Sempre as elites interpretando ou rasgando a Constituição. Ao povo restava, e resta(?) apenas levantes, greve (mas nem sempre) e quebra-quebra ocasionais. É um engodo vendido pela indústria da (des)informação que a marcha pelo impedimento da presidente foi a gota d’água do processo. Como indicam a delação dos donos do Friboi, comprava-se votos contra ou a favor do processo. Sempre entendi desta forma, foi uma REINTEGRAÇÃO DE POSSE. Às elites era inadmissível, intolerável, um martírio e ignomínia ter um partido com algum viés de esquerda por mais dez anos no poder (os dois restantes de Dilma Rousseff e mais outros oito, certamente, de Lula da Silva).
Como aconselhou o ex ministro do STF Joaquim Barbosa, é preciso ganhar e controlar as ruas e assim evitar aquilo que um ex presidente do estado de Minas Gerais aconselhou: “façamos a revolução antes que o povo a faça”.

O Brasil é um país realmente único. Até notícia boa cobra sua importância em ouro. E suor, lágrimas, desesperança e genocídio.

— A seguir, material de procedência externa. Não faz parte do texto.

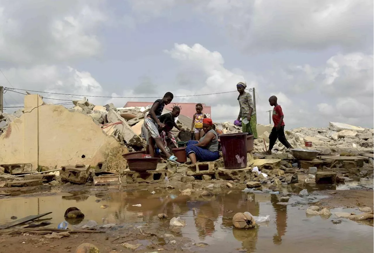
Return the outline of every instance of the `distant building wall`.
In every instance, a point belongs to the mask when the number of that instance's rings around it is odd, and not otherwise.
[[[153,102],[128,102],[123,107],[132,107],[133,106],[147,106],[148,105],[151,106],[153,104]],[[181,110],[181,114],[192,118],[193,115],[196,113],[196,109],[195,109],[196,103],[177,103],[182,107]],[[206,115],[206,116],[208,118],[211,118],[211,109],[210,106],[207,106],[205,104],[202,103],[203,107],[203,112]],[[173,103],[169,104],[165,106],[165,108],[169,110],[171,110],[173,107]]]

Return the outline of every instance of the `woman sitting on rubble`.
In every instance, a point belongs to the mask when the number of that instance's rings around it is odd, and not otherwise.
[[[213,129],[211,119],[203,120],[203,130],[205,133],[199,141],[190,140],[187,143],[186,153],[193,164],[196,162],[212,162],[220,158],[218,135]]]

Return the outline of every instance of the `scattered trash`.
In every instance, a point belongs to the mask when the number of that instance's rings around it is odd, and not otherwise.
[[[86,243],[78,246],[75,253],[100,253],[100,251],[94,244]]]
[[[186,221],[182,219],[180,217],[173,217],[170,220],[170,225],[176,227],[184,227],[186,225]]]
[[[63,221],[62,222],[58,224],[57,226],[57,228],[58,229],[66,229],[68,228],[68,223],[66,221]]]
[[[330,216],[331,212],[330,210],[327,208],[324,208],[320,210],[319,206],[312,206],[308,207],[306,209],[307,214],[312,215],[321,215],[321,216]]]
[[[167,219],[168,215],[166,213],[159,213],[157,216],[159,219]]]
[[[44,237],[48,239],[61,239],[64,237],[68,237],[70,236],[70,234],[68,232],[61,232],[61,233],[55,233],[53,232],[52,234],[48,234],[45,235]]]
[[[341,220],[331,220],[331,221],[333,224],[337,224],[341,223],[342,221]]]
[[[252,215],[252,217],[254,218],[255,221],[257,223],[270,221],[270,215],[266,215],[266,216],[253,216]]]
[[[258,170],[258,168],[257,168],[257,166],[253,167],[253,168],[252,169],[252,172],[257,172],[258,175],[260,175],[261,174],[261,172],[260,172],[260,171]]]
[[[96,228],[98,227],[98,225],[97,224],[97,222],[96,221],[91,220],[85,224],[81,225],[79,227],[81,228],[83,228],[83,229],[92,229]]]
[[[233,217],[232,223],[237,228],[252,228],[256,227],[254,218],[248,212],[236,213]]]
[[[309,193],[308,193],[308,191],[306,189],[304,189],[299,193],[299,196],[301,197],[304,197],[309,196]]]
[[[122,243],[121,245],[124,247],[125,248],[128,249],[129,250],[135,250],[137,249],[140,247],[141,246],[141,244],[131,244],[130,243]]]
[[[84,218],[85,215],[77,207],[69,207],[65,211],[64,217],[65,218]]]
[[[110,224],[106,224],[105,225],[103,225],[101,228],[113,228],[114,227],[116,227],[116,225],[117,224],[115,223],[111,223]]]

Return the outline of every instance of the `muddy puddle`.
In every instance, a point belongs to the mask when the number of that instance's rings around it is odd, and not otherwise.
[[[153,194],[147,190],[108,193],[94,190],[1,199],[0,224],[12,221],[12,216],[20,218],[52,212],[47,217],[52,218],[51,226],[56,227],[64,220],[65,210],[76,207],[85,215],[83,222],[94,220],[99,225],[131,223],[163,233],[177,232],[177,236],[208,244],[197,250],[201,252],[363,252],[372,245],[374,227],[344,219],[340,219],[341,223],[334,224],[332,220],[336,218],[333,214],[327,219],[307,216],[305,209],[310,205],[303,203],[298,196],[289,199],[229,189],[208,197],[193,194],[182,196],[176,189],[156,189]],[[321,197],[311,194],[309,197],[317,201]],[[138,204],[141,207],[133,206]],[[101,208],[104,205],[107,207]],[[357,210],[331,211],[333,214]],[[232,216],[245,211],[256,216],[269,215],[270,221],[259,224],[253,229],[233,229]],[[169,219],[157,217],[161,213],[169,218],[180,216],[187,225],[178,231],[171,229]]]

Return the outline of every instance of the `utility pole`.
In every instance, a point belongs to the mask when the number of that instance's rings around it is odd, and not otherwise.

P.S. 1) A maior probabilidade, infelizmente, de termos diretas já é com a cassação da chapa Dilma-Temer e a interpretação do STF, polêmica e quase certamente improvável, de lei eleitoral recente que preconiza eleições diretas até seis meses do final do mandato.
P.S. 2) Postei recentemente “Pobre, porém dignos” onde comparo a Romênia com o Brasil. Penso que é de utilidade dar uma conferida para abalizar nossa impotência civil e republicana.
P.S. 3) O oráculo será, acabo e a termo o sacrossanto MERCADO. Aceito apostas.